The limited abundance of the species has been attributed by Scott Hardie as the consequence of habitat degradation. Habitat degradation includes the impacts of sedimentation and reductions in water quality as a result of urban development, agriculture and forestry practices. As well, the global threat of climate change results in rising water temperatures which results in a loss of water from headwater streams occupied by the Swan Galaxias. As the species requires specific aquatic environments for spawning, the exploitation of water by dams heavily impacts the amount of water present in the Swan Galaxias habitat.

Predation and competition from exotic species has been a reason for the species conservation listing. Since the introduction of the brown trout (salmo trutt) and redfin perch (Perca fluviatilis) there has been a decline in the Swan Galaxias species. Primarily, due to the inability for both species to inhabit the same environment together due to competition and predation.

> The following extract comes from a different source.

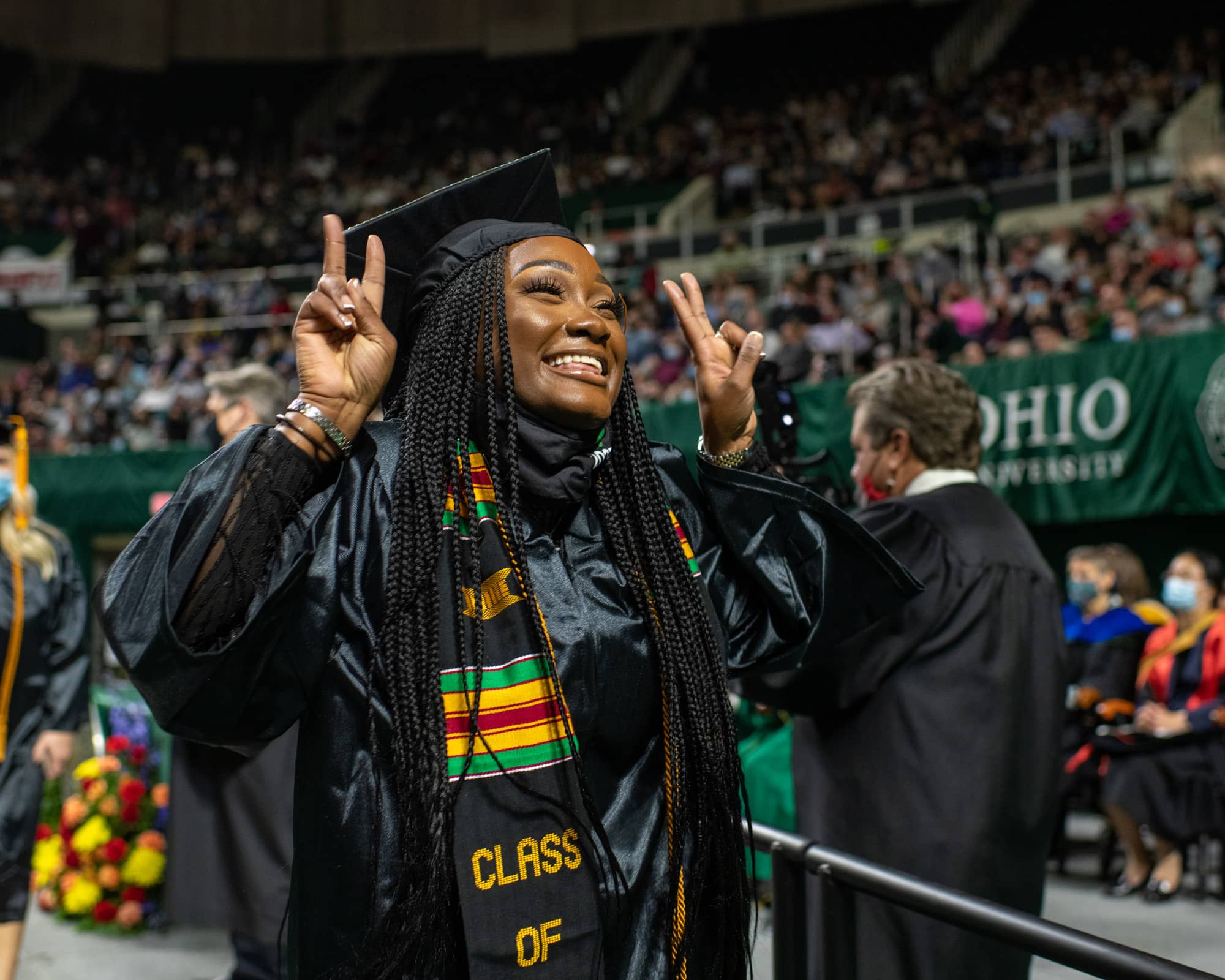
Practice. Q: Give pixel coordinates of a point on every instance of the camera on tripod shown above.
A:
(778, 420)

== Conservation practices ==
In 1987 to 1989, World Wide Fund for Nature provided funds for the Australian Fisheries Management Authority (AFMA) to conduct an in-depth study on the Swan Galaxias. They studied the species life ecology, habitat requirements and their natural distribution patterns. The study concluded a list of areas that the Swan Galaxias naturally inhabits to be claimed as Forestry Tasmania Wildlife Priority Areas. The project aimed to conserve the species by offering management recommendations, which was adopted in the 'Action Plan for Australian Freshwater Fish'. These recommendations have been attributed as a basis for the first recovery plan of the Swan Galaxias which was prepared in 1993.

In 1987, the Swan Galaxias was first introduced to the Blue Tier Creek to test the viability of translocation as a recovery action for the species. At the translocation site, a breeding population was established one year later. The translocation was deemed successful and the species was translocated to Green Tier Creek and Lost Falls Creek in 1991.

In 1989, the Australian Government Department of Agriculture, Water and Environment renovated the existing natural barrier in Blue Tier Creek. The renovation increased the barrier's height and slope to prevent the trout from reaching the Swan Galaxias habitat. Since the barrier was improved, no trout have been sighted upstream of the creek.

The first recovery plan was prepared by Sanger in 1993. It detailed recovery actions to translocate the population and construct artificial barriers to exotic fish. The translocated population was monitored to determine if the population size of the Swan Galaxias increased. The objective of the plan was to create an education campaign and improve the conservation status of the species. The AFMA implemented the recovery actions detailed in the plan and funding was provided by the Endangered Species Program of Environment Australia (ESP). Funding was provided for a five year period.

In 2000 to present, the second recovery plan was actioned to ensure the long term viability of the first recovery plan. It consists of observing the population levels of the twelve populations of Swan Galaxias'. The aim of the plan is to get the Swan Galaxias down listed from Endangered to Vulnerable.